The bit about some tests being discarded is ominous. In effect, when the property is constructed with the ==> combinator, QC discards the randomly generated tests on which the precondition is false. In the above case QC grinds away on the remainder until it can meet its target of 10000 valid tests. This is because the probability of a randomly generated list meeting the precondition (having distinct elements) is high enough. This may not always be the case.

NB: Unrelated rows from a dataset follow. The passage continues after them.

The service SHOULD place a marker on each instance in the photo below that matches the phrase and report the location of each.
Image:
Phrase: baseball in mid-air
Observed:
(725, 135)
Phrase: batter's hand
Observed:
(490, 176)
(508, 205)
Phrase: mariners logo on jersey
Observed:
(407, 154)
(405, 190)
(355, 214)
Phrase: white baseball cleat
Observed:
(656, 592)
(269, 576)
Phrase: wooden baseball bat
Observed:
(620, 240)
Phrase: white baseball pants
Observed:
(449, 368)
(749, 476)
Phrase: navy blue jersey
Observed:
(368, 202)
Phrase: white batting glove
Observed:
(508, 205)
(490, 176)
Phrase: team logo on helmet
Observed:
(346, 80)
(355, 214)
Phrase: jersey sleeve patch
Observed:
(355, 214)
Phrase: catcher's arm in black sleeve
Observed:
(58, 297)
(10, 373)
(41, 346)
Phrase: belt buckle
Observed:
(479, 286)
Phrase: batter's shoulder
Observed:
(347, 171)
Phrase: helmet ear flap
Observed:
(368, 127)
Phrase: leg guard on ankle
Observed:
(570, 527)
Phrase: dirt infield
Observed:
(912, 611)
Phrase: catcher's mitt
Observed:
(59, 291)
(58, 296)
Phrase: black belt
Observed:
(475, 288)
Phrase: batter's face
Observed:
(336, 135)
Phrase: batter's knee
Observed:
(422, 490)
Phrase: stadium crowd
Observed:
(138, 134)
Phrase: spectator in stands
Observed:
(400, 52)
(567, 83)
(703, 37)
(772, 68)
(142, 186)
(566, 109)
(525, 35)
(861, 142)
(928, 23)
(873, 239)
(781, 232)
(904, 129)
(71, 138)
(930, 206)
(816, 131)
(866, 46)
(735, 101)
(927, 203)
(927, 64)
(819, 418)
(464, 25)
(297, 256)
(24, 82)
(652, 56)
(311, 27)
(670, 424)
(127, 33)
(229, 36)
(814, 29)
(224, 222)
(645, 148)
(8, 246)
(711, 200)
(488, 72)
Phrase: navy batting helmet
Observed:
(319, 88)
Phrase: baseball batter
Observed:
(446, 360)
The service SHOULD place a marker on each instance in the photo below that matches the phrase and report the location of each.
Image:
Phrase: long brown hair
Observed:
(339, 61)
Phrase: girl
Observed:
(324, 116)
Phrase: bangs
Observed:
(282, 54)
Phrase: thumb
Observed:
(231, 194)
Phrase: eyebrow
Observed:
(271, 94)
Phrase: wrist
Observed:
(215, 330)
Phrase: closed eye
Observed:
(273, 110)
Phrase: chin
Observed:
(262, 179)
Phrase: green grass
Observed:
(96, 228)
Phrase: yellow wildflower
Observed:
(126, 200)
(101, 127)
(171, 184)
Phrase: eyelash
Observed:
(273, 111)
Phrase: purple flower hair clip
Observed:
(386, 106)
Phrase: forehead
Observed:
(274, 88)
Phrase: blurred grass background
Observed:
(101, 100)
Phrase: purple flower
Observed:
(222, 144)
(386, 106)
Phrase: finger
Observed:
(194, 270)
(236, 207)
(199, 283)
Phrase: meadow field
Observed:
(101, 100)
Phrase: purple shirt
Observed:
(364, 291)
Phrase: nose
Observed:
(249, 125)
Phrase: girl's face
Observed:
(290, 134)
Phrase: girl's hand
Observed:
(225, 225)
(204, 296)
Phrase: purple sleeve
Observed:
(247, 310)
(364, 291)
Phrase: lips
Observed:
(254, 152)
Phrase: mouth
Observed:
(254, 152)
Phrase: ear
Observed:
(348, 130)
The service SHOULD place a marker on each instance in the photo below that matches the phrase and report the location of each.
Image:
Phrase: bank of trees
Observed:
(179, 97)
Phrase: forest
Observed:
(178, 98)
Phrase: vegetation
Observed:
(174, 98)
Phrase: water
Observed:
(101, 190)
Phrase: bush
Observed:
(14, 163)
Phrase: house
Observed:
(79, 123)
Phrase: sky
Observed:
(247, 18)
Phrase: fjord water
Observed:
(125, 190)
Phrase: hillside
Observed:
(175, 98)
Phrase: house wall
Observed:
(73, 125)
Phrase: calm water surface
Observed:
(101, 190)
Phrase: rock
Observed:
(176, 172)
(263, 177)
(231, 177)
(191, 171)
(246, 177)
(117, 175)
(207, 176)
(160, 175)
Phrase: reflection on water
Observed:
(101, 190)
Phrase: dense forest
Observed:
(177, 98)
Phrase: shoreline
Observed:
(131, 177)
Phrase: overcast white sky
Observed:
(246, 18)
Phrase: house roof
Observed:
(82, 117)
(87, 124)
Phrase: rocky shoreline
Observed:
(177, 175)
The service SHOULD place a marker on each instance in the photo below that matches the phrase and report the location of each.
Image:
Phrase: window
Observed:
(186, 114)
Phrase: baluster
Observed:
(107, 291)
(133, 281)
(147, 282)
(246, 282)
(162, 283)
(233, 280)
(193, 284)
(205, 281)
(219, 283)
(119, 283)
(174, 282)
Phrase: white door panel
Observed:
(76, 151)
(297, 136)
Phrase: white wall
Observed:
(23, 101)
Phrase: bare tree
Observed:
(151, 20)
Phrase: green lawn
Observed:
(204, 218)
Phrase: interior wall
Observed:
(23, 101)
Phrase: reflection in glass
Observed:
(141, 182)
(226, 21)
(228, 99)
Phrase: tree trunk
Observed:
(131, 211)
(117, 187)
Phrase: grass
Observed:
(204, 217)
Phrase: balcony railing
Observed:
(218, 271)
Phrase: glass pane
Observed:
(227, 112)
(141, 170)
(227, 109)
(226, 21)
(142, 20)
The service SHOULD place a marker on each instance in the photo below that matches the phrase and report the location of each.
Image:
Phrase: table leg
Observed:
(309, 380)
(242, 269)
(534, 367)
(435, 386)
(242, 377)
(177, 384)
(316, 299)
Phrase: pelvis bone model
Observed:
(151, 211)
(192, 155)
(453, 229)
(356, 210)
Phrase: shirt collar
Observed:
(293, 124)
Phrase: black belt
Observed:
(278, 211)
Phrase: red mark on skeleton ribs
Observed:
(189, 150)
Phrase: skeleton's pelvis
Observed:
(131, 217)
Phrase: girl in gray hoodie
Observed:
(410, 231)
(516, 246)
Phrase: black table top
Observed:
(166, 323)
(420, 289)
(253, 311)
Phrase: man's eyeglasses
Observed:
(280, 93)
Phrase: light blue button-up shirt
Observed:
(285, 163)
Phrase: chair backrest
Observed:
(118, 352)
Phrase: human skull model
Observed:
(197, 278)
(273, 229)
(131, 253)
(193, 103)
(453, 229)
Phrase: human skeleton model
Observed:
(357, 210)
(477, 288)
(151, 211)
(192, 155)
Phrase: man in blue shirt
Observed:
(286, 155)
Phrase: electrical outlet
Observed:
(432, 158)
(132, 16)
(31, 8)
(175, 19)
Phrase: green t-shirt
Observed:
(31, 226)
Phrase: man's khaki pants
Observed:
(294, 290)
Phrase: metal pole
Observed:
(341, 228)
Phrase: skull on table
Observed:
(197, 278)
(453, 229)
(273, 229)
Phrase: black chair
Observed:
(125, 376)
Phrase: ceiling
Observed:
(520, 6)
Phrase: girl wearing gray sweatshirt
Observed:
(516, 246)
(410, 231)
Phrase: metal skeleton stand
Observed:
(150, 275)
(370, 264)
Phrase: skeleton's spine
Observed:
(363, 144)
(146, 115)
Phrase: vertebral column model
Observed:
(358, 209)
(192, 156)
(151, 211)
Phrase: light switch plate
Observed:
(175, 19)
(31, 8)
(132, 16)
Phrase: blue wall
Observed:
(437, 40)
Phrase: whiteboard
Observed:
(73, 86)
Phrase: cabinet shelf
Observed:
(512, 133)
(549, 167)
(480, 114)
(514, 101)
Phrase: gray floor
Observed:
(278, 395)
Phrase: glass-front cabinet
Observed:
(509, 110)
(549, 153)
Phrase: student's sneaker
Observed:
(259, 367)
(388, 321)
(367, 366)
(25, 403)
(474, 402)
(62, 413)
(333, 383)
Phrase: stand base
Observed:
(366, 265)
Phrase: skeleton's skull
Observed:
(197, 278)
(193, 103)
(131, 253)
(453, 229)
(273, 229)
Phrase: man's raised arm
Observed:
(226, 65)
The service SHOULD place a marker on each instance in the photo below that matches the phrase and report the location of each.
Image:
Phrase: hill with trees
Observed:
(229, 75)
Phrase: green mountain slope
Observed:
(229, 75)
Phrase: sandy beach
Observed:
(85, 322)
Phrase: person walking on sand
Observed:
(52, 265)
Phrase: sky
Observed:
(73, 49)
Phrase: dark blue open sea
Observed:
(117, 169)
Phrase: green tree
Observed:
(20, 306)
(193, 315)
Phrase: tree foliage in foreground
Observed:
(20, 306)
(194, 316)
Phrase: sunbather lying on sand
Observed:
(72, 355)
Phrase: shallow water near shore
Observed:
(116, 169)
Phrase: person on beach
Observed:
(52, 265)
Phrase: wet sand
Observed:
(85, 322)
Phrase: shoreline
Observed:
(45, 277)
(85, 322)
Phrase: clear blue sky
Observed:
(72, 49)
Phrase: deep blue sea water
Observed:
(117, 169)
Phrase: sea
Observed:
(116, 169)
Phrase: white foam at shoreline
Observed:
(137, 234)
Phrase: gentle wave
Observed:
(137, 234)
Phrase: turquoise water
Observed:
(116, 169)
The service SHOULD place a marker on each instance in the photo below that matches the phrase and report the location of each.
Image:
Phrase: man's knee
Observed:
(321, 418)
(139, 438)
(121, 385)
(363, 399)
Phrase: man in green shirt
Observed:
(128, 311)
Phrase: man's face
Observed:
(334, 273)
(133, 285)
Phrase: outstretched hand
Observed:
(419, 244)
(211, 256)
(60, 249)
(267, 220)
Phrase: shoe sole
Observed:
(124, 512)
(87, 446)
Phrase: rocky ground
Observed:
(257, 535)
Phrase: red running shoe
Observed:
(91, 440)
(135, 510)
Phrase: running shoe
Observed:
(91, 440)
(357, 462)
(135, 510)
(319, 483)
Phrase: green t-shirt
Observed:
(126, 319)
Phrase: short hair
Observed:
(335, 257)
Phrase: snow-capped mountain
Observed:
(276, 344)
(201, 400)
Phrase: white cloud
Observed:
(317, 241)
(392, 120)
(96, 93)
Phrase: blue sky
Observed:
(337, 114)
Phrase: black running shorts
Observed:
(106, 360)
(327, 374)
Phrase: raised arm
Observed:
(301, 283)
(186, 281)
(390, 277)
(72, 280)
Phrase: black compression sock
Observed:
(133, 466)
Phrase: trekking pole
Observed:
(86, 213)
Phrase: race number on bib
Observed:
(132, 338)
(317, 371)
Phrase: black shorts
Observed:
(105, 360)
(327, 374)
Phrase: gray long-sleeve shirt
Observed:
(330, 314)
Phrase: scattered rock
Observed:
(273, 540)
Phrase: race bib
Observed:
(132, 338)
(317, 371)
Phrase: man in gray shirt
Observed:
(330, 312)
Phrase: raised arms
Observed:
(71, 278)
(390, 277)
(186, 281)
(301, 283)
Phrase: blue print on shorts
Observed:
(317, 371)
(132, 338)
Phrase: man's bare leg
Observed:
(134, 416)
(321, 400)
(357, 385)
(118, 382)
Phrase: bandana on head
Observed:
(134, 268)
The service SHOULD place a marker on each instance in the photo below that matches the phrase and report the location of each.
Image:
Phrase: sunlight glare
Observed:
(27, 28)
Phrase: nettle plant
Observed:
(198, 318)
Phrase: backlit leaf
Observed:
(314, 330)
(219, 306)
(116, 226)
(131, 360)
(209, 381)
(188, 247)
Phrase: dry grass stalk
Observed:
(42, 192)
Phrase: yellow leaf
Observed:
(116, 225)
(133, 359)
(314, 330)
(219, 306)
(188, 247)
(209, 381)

The following code is (a simplified version of) the insert function from the standard library

> insert x []                 = [x]
> insert x (y:ys) | x < y     = x : y : ys
>                 | otherwise = y : insert x ys

Given an element x and a list xs, the function walks along xs till it finds the first element greater than x and it places x to the left of that element. Thus

ghci> insert 8 ([1..3] ++ [10..13])
[1,2,3,8,10,11,12,13]

Indeed, the following is the well known insertion-sort algorithm

> isort :: (Ord a) => [a] -> [a]
> isort xs = foldr insert [] xs

We could write our own tests, but why do something a machine can do better?!

> prop_isort_sort    :: [Int] -> Bool
> prop_isort_sort xs = isort xs == sort xs

ghci> quickCheckN 10000 prop_isort_sort
+++ OK, passed 10000 tests.

Now, the reason that the above works is that the insert routine preserves sorted-ness. That is while of course the property

> prop_insert_ordered'      :: Int -> [Int] -> Bool
> prop_insert_ordered' x xs = isOrdered (insert x xs)

is bogus

ghci> quickCheckN 10000 prop_insert_ordered'
*** Failed! Falsifiable (after 4 tests and 1 shrink):
0
[0,-1]

ghci> insert 0 [0, -1]
[0, -1, 0]

the output is ordered if the input was ordered to begin with

> prop_insert_ordered      :: Int -> [Int] -> Property
> prop_insert_ordered x xs =
>   isOrdered xs ==> isOrdered (insert x xs)

Notice that now, the precondition is more complex – the property requires that the input list be ordered. If we QC the property

ghci> quickCheckN 10000 prop_insert_ordered
*** Gave up! Passed only 5409 tests.

Ugh! The ordered lists are so sparsely distributed among random lists, that QC timed out well before it found 10000 valid inputs!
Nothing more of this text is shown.